What trade-offs do you need to make? When should you choose this way or that? If you suffer a catastrophic event, you want to adjust the underlying logic of your decisions. That is what a decision tree does for you. It is a set of logic that allows for rapid adjustments in decision modeling.
So if you need to recalculate after an adverse event and your C-suite wants to know what unexpected inflation might do to your projections, instead of convening a series of meetings and working for months, you just drag and drop a few variables. Several hours later, you have a whole modeled decision tree that would have taken months before.
This is another way Direxyon helps you model real-world choices and consequences and find value. For example, real option valuation (ROV) helps you take complex forecasts and identify the opportunity cost of continuing with a given project on a certain track or shifting to take a different action.
No matter what you’re managing, a power grid, transit system, or municipal pipe network, your systems are complex. You can’t deal solely with averages and generalities. You need nuanced, specific scenarios. Stochastic modeling helps you understand realistic asset behavior, not just ideal projections.
For example, an electrical transformer next to a hospital has more value than a transformer next to your house. If your house goes out for a few hours, it is inconvenient. But if a hospital goes out for a few hours, you must repair it before its generator runs down.
That’s a real-world human concern. Stochastic modeling in Direxyon takes those factors into account.

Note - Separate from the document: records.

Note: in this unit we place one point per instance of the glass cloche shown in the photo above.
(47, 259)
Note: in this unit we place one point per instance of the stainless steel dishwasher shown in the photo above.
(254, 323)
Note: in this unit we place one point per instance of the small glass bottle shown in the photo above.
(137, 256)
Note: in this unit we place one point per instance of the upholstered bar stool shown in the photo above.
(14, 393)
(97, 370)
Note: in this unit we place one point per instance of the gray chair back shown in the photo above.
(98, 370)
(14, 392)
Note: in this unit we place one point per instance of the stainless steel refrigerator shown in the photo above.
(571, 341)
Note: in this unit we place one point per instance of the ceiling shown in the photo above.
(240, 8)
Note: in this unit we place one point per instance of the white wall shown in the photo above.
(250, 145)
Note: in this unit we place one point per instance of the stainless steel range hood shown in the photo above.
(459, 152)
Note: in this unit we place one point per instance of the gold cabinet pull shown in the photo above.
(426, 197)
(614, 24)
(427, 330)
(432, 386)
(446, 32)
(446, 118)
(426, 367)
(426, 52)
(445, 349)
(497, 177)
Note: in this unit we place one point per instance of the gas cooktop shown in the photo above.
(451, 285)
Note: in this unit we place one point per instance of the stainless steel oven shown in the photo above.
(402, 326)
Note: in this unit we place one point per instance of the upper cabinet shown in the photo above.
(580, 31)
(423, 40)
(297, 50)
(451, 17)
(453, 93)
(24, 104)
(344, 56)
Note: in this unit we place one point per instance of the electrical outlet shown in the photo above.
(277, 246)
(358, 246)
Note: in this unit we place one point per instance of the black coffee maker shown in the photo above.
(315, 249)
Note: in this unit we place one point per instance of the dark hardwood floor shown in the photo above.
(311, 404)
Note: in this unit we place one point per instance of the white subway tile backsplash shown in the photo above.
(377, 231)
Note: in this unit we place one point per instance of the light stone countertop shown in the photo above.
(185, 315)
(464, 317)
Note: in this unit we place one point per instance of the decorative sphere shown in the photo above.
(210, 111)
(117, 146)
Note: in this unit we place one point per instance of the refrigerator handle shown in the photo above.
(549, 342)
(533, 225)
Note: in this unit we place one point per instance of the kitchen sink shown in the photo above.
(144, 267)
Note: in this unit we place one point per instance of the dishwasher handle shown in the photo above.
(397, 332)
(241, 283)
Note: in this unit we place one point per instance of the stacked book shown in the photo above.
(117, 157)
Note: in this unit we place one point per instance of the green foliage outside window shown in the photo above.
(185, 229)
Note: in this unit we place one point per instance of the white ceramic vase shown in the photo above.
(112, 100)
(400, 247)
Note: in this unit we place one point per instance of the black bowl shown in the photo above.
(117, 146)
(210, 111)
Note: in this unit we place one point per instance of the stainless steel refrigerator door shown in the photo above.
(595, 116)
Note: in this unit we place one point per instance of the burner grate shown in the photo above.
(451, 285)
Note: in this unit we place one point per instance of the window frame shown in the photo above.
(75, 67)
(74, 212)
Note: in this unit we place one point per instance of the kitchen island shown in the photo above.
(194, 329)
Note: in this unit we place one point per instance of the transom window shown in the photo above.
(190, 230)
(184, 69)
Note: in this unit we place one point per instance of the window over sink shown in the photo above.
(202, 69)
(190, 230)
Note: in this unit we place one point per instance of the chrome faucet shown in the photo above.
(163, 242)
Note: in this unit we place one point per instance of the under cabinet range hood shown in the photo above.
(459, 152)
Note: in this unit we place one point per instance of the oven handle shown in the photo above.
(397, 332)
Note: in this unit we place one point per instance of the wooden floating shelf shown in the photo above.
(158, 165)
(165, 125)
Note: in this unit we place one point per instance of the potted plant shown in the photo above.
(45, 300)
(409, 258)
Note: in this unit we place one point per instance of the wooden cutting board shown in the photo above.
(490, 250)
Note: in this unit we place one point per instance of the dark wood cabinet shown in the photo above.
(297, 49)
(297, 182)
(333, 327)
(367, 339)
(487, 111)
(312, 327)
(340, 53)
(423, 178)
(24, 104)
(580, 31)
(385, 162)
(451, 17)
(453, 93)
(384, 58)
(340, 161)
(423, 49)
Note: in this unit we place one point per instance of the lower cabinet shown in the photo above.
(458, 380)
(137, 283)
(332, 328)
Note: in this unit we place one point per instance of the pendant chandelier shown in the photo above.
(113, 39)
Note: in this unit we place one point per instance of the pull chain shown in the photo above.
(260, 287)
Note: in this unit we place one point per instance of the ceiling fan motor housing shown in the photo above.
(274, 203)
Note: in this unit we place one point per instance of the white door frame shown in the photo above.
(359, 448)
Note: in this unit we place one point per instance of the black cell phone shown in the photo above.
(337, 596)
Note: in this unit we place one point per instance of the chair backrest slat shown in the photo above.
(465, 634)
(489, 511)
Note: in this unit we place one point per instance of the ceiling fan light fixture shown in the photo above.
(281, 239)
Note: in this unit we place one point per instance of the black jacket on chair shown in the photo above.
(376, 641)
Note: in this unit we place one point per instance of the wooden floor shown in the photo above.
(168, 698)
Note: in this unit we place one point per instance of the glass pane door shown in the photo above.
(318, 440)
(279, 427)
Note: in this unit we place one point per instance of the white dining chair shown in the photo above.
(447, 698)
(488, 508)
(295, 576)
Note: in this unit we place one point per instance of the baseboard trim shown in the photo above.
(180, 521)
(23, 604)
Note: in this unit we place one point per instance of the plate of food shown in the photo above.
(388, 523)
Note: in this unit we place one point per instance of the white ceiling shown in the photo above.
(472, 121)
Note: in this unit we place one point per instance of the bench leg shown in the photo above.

Many existing asset management solutions include Monte Carlo simulation capabilities. But they are especially powerful when combined with stochastic modeling capabilities, like in Direxyon. As a result, you can easily model viable projections for decades in the future.
Direxyon helps you perform risk calculations based on the aggregation of all possible outcomes of each probable future paired with confidence intervals. It includes rigorous tools for risk identification, risk analysis, and risk mitigation. The focus is, again, on real-world outcomes.
These capabilities give you a clear picture of your choices over the long term and how they’ll help you meet your strategic goals. But in the here and now, your organization must make choices to keep the lights on—often literally. You might have a hundred projects going during any given month. You need to keep them structured and optimized in the right order with the right resources in the right location and time.